Bignums in Haskell

Simon Marlow simonmar at microsoft.com
Wed Jun 22 04:35:36 EDT 2005


On 21 June 2005 22:52, John Meacham wrote:

> On Tue, Jun 21, 2005 at 03:48:44PM +0100, Simon Peyton-Jones wrote:
>> 
>>>>> Do any of you have insight into why GHC uses GMP as opposed to
>>>>> another library for arbitrary precision numbers?
>>>> 
>> ...
>>> 
>>> Right - that's three reasons to use it.  Some reasons *not* to use
>>> it are: it has an awkward license, it's big, it needs updating, and
>>> we run into problems when the Haskell program wants to use GMP
>>> itself via the FFI (it's possible by essentially renaming
>>> everything in our local copy of GMP so it doesn't conflict, but we
>>> haven't done that). 
>> 
>> In fact, we have long wanted to replace GMP with another library for
>> exactly these reasons.  It's a nice, well-specified, self-contained
>> project, which is just waiting for someone to step up and do it.  Of
>> course, we'd only want to replace GMP if the alternative was also
>> fast and reliable. 
>> 
>> If anyone is interested in tackling this, let us know!
> 
> I wonder if it would be feasable to implement arbitrary precision
> integers in pure haskell. unboxed values would probably want to be
> used in some places for speed and it would be very motivating to
> improve ghc's optimizer. There should be no reason manually unboxed
> haskell code should compile slower than C.

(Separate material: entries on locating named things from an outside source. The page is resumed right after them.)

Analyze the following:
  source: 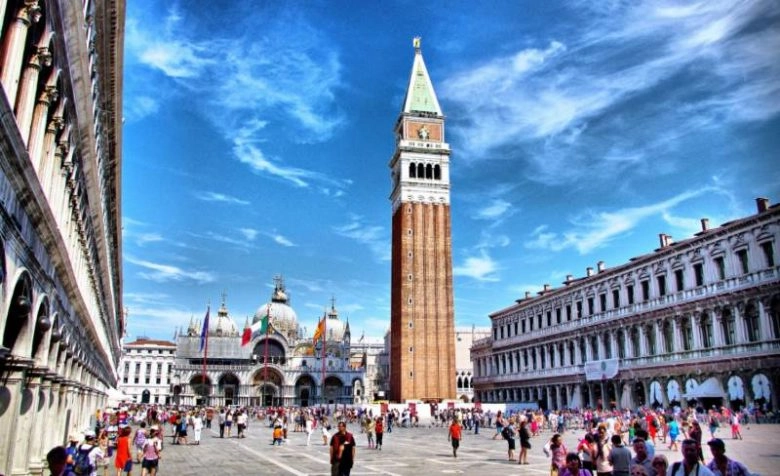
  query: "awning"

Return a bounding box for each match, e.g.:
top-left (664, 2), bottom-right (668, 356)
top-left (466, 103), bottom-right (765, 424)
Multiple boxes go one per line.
top-left (683, 377), bottom-right (726, 400)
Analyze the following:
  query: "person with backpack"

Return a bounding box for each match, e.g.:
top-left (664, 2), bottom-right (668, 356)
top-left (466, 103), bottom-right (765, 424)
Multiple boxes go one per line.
top-left (501, 418), bottom-right (515, 461)
top-left (141, 426), bottom-right (162, 476)
top-left (73, 430), bottom-right (105, 476)
top-left (133, 421), bottom-right (146, 464)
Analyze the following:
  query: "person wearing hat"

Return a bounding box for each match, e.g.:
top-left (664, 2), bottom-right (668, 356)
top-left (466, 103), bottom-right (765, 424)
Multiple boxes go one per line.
top-left (707, 438), bottom-right (751, 476)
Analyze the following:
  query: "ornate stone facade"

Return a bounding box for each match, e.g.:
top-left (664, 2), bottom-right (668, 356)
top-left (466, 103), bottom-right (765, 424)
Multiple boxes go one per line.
top-left (471, 199), bottom-right (780, 409)
top-left (0, 0), bottom-right (125, 475)
top-left (389, 39), bottom-right (456, 402)
top-left (172, 279), bottom-right (366, 407)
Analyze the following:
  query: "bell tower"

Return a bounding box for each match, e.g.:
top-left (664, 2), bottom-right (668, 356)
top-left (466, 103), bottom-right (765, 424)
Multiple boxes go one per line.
top-left (389, 38), bottom-right (456, 402)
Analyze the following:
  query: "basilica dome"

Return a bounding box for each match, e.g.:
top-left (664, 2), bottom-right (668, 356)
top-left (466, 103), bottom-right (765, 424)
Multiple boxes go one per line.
top-left (209, 301), bottom-right (239, 337)
top-left (252, 278), bottom-right (298, 338)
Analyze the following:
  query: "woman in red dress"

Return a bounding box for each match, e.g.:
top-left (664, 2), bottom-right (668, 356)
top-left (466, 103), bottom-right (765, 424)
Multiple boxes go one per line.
top-left (114, 426), bottom-right (133, 476)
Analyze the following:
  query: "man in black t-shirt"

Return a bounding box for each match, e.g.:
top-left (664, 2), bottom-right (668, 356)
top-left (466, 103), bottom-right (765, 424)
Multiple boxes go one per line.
top-left (330, 421), bottom-right (357, 476)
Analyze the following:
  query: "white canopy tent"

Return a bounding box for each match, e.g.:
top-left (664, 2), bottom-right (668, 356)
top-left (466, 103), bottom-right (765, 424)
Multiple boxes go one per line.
top-left (683, 377), bottom-right (726, 400)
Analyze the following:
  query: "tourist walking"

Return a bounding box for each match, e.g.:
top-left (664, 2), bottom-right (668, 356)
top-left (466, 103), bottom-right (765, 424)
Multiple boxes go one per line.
top-left (141, 426), bottom-right (162, 476)
top-left (707, 438), bottom-right (752, 476)
top-left (330, 421), bottom-right (357, 476)
top-left (374, 416), bottom-right (385, 451)
top-left (517, 418), bottom-right (531, 464)
top-left (667, 438), bottom-right (715, 476)
top-left (447, 418), bottom-right (463, 458)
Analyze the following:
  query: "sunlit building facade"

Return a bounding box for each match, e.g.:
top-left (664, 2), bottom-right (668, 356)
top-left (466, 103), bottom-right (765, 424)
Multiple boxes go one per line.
top-left (0, 0), bottom-right (125, 475)
top-left (471, 198), bottom-right (780, 409)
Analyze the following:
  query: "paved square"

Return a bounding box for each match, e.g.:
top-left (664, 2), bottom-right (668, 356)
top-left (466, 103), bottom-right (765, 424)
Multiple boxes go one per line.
top-left (154, 421), bottom-right (780, 476)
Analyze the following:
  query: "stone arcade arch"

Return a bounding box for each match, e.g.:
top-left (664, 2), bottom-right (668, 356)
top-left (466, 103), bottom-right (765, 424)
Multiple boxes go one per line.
top-left (249, 366), bottom-right (284, 407)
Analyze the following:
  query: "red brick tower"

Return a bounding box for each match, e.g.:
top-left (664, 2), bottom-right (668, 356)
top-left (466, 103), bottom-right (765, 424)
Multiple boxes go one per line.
top-left (390, 38), bottom-right (456, 402)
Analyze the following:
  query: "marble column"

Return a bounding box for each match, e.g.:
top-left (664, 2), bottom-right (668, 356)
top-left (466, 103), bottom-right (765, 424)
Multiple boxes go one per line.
top-left (0, 0), bottom-right (41, 105)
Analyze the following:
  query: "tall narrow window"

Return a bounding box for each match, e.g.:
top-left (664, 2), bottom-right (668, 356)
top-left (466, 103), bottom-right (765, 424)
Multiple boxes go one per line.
top-left (761, 241), bottom-right (775, 268)
top-left (655, 274), bottom-right (666, 296)
top-left (712, 256), bottom-right (726, 280)
top-left (737, 250), bottom-right (750, 274)
top-left (693, 263), bottom-right (704, 286)
top-left (674, 269), bottom-right (685, 291)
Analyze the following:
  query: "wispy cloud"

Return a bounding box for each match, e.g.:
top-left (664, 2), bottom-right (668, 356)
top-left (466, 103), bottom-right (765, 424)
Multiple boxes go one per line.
top-left (126, 7), bottom-right (350, 195)
top-left (475, 198), bottom-right (512, 221)
top-left (452, 249), bottom-right (499, 281)
top-left (124, 255), bottom-right (216, 283)
top-left (333, 215), bottom-right (390, 261)
top-left (441, 0), bottom-right (780, 184)
top-left (525, 186), bottom-right (719, 254)
top-left (195, 192), bottom-right (250, 205)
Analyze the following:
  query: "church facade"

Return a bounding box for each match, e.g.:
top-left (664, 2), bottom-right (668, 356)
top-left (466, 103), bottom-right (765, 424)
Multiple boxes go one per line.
top-left (172, 278), bottom-right (368, 407)
top-left (471, 198), bottom-right (780, 410)
top-left (389, 38), bottom-right (456, 402)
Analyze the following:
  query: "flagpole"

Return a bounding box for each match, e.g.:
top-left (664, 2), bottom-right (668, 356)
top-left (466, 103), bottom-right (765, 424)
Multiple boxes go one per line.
top-left (262, 303), bottom-right (273, 407)
top-left (200, 303), bottom-right (211, 406)
top-left (320, 314), bottom-right (328, 408)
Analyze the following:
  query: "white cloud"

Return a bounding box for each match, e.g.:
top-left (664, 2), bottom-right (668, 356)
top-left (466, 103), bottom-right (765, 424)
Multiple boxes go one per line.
top-left (238, 228), bottom-right (259, 241)
top-left (124, 255), bottom-right (216, 283)
top-left (476, 198), bottom-right (512, 220)
top-left (195, 192), bottom-right (250, 205)
top-left (525, 186), bottom-right (719, 255)
top-left (452, 249), bottom-right (499, 281)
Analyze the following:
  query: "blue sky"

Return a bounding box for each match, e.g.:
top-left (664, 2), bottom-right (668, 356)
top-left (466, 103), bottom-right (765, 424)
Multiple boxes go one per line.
top-left (122, 0), bottom-right (780, 339)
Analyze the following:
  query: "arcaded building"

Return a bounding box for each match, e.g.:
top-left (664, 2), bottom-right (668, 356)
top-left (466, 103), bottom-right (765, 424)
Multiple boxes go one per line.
top-left (0, 0), bottom-right (125, 474)
top-left (171, 278), bottom-right (366, 407)
top-left (471, 198), bottom-right (780, 410)
top-left (389, 38), bottom-right (456, 402)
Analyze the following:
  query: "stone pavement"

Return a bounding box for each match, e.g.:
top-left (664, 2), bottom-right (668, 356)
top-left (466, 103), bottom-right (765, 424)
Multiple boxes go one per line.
top-left (133, 422), bottom-right (780, 476)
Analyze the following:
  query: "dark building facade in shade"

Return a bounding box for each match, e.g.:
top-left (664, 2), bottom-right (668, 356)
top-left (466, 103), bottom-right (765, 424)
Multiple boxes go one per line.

GHC currently lacks some of the primitives that you'd need to build an
efficient bignum library (eg. add with carry), but you could add these.
Also, the fact that GMP contains hand-tuned assembly versions of several
operations makes me skeptical that you could get the same performance
from GHC-compiled Haskell.  However, getting close might be good enough.